AddyLaddy commented 2 months ago

It looks like you are having issues running MPI jobs. Perhaps get a simple "hello world" MPI program working first before attempting to run the NCCL tests. But with UCX based MPI I often find export UCX_TLS=tcp helps most issues.
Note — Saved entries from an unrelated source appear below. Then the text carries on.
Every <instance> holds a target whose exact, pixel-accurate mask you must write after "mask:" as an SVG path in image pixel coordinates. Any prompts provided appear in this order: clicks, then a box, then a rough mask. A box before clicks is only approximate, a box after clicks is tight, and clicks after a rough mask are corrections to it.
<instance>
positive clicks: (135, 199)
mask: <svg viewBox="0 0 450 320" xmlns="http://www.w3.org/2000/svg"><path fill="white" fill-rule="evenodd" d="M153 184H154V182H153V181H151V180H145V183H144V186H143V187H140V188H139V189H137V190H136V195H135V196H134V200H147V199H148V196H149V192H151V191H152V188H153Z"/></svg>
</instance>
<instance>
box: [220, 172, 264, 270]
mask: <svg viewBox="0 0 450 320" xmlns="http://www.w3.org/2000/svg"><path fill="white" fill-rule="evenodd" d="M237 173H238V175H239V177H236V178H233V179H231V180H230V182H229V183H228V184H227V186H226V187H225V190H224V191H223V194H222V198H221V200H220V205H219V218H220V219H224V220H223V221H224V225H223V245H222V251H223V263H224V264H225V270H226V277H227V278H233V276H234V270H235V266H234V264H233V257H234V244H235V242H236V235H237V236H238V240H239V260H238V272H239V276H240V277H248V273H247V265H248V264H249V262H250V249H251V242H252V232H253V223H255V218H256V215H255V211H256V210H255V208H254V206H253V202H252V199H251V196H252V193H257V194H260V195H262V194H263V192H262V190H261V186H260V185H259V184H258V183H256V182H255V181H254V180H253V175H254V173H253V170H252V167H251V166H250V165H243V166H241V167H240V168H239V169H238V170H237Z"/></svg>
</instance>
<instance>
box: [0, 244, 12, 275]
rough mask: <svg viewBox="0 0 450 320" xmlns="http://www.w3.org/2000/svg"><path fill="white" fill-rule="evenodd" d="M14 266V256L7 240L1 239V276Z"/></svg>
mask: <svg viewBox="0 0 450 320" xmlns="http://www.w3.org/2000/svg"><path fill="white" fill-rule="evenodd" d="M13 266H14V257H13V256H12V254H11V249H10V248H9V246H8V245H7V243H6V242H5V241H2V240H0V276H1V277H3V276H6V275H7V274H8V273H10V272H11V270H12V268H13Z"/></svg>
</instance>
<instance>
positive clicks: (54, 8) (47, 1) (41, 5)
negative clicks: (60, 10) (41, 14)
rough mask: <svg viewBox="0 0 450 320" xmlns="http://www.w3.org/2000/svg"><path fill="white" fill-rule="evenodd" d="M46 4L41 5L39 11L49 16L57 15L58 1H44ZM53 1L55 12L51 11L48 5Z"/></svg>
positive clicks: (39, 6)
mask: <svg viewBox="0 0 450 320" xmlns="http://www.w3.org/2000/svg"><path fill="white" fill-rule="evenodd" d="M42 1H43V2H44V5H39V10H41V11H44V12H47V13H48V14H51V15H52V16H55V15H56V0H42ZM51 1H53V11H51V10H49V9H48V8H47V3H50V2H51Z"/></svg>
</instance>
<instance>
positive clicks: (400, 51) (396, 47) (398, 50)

You may also need to select the correct UCX device with UCX_NET_DEVICES

thsmfe001 commented 2 months ago

Thank you for your quick feedback. I just recompile with all option with make command based on readme page. "make MPI=1 MPI_HOME=/usr/local/mpi CUDA_HOME=/usr/local/cuda NCCL_HOME=/usr/lib/x86_64-linux-gnu" After test again based new library and if i faced with same issue i'll adopt your recommandation. I'll update the result to you. Thank you.

thsmfe001 commented 2 months ago

Thank you for support. After recompling and applying UCX_TLS=tcp the test was well done. I really appreciate you about quick support again.